The Truth About MapReduce Performance on SSDs
- by Karthik Kambatla and Yanpei Chen
- March 12, 2014
- 3 comments
Cost-per-performance, not cost-per-capacity, turns out to be the better metric for evaluating the true value of SSDs.
In the Big Data ecosystem, solid-state drives (SSDs) are increasingly considered a viable, higher-performance alternative to rotational hard-disk drives (HDDs). However, few results from actual testing are available to the public.
Recently, Cloudera engineers did such a study based on a combination of SSDs and HDDs, with the goal of determining to what extent SSDs accelerate different MapReduce workloads, as well as the optimal configurations for getting the best performance on each workload.
We considered two scenarios:
- When setting up a new cluster — whether tradeoffs exist between SSDs or HDDs of the same aggregate bandwidth
- When upgrading an HDDs-only cluster — whether adding SSDs or HDDs offers greater benefit
And here is a preview of our findings, to be explained in detail below:
- For a new cluster, SSDs deliver up to 70 percent higher MapReduce performance compared to HDDs of equal aggregate IO bandwidth.
- For an existing HDD cluster, adding SSDs lead to more gains if configured properly.
- On average, SSDs show 2.5x higher cost-per-performance, a gap far narrower than the 50x difference in cost-per-capacity.
These results are based on running MapReduce v2 (MR2) on YARN in Cloudera Enterprise 5 Beta 1, on physical clusters, comparing HDDs with PCI Express (PCIe) SSDs. This work builds on recognized past studies in the Apache Hadoop ecosystem on SSD performance that used memory to approximate SSD behavior (“Hadoop and Solid State Drives”, by Dhruba Borthakur) and simulated SSD performance as a tiered cache for Apache HBase (“Analysis of HDFS under HBase: A Facebook Messages Case Study”, presented by Tyler Harter et al at FAST ’14).
Background on MapReduce Dataflow
A MapReduce job proceeds as indicated in the diagram below.
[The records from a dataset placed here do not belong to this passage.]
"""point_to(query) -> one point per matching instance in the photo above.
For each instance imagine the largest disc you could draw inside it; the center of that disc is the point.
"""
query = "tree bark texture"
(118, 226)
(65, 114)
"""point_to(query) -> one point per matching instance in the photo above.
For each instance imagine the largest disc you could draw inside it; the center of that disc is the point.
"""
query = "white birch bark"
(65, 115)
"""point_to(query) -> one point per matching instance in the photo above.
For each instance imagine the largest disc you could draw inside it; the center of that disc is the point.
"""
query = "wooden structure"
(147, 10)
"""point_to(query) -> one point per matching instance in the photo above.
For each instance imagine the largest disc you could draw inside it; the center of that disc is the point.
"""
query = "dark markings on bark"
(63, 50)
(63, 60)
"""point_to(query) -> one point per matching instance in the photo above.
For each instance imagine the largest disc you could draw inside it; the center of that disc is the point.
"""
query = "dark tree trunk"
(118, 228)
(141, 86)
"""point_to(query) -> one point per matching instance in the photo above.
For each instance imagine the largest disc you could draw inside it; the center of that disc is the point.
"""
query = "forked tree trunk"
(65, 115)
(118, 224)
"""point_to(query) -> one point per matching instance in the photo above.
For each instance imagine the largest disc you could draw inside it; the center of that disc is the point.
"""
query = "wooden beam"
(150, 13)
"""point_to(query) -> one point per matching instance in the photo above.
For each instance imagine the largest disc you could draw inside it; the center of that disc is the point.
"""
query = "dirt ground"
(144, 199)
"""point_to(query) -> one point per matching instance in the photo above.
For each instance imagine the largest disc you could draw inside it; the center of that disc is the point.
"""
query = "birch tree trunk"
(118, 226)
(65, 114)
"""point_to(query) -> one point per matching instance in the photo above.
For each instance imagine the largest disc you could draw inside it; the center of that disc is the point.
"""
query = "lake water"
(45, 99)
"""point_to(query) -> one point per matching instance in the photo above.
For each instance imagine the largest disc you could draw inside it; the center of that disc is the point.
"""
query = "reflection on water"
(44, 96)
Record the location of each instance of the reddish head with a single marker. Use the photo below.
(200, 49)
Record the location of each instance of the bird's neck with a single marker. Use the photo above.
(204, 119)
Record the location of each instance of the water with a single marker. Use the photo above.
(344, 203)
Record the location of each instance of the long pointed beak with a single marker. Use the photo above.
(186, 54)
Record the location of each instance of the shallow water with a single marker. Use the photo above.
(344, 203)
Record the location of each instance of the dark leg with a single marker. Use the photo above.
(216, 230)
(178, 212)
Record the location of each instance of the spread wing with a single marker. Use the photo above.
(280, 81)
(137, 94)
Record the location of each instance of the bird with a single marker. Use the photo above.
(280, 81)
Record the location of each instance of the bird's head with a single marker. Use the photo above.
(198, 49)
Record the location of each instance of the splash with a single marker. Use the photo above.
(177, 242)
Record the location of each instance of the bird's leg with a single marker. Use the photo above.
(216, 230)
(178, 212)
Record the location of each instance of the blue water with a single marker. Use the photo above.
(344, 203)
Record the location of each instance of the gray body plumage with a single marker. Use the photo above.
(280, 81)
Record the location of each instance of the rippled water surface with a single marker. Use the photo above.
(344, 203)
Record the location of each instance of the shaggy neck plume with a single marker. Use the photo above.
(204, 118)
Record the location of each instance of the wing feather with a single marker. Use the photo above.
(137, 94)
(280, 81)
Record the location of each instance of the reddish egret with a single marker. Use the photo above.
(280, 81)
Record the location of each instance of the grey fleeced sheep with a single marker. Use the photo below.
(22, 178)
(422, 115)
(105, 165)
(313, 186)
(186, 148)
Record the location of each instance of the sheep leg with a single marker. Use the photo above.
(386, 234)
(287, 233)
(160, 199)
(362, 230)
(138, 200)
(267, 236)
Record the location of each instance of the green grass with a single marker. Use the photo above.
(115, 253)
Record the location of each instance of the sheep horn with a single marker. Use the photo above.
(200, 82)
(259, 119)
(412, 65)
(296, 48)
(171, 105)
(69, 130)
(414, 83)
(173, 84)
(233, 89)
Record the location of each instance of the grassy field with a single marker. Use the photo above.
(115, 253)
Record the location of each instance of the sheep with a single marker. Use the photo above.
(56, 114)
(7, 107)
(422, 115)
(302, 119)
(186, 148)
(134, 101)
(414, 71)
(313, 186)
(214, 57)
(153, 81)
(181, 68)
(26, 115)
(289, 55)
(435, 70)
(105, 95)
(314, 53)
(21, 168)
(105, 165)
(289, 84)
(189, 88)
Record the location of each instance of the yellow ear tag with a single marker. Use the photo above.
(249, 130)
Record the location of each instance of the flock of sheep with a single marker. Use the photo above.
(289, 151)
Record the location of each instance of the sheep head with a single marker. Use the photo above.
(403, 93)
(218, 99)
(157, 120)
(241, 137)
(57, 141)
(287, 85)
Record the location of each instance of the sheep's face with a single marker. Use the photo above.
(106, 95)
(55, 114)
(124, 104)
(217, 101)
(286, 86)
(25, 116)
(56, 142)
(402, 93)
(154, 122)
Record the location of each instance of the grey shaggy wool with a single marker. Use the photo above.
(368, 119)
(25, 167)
The data movements in different stages generate roughly two kinds of IO patterns:
Source: Hadoop – The Definitive Guide, by Tom White
- HDFS – large, sequential reads and writes: The job reads input splits from HDFS initially, and writes output partitions to HDFS at the end. Each task (dotted box) performs relatively long sequential IO of 100s of MBs. When multiple tasks are scheduled on the same machine, they can access the disks on the machine in parallel, with each task accessing its own input split or output partition. Thus, an HDD-only configuration of 11 disks of 120MBps each can potentially achieve HDFS read/write bandwidth comparable to a SSD drive of 1.3GBps.
- Shuffle intermediate data – smaller, more random reads and writes: MapReduce partitions each map output across all the reduce tasks. This leads to significantly lower IO size. For example, suppose a job has map tasks that each produces 1GB of output. When divided among, say, 1,000 reduce tasks, each reduce task fetches only 1MB. Analysis of our customer traces indicate that many deployments indeed have a per-reduce shuffle granularity of just a few MBs (and sometimes less).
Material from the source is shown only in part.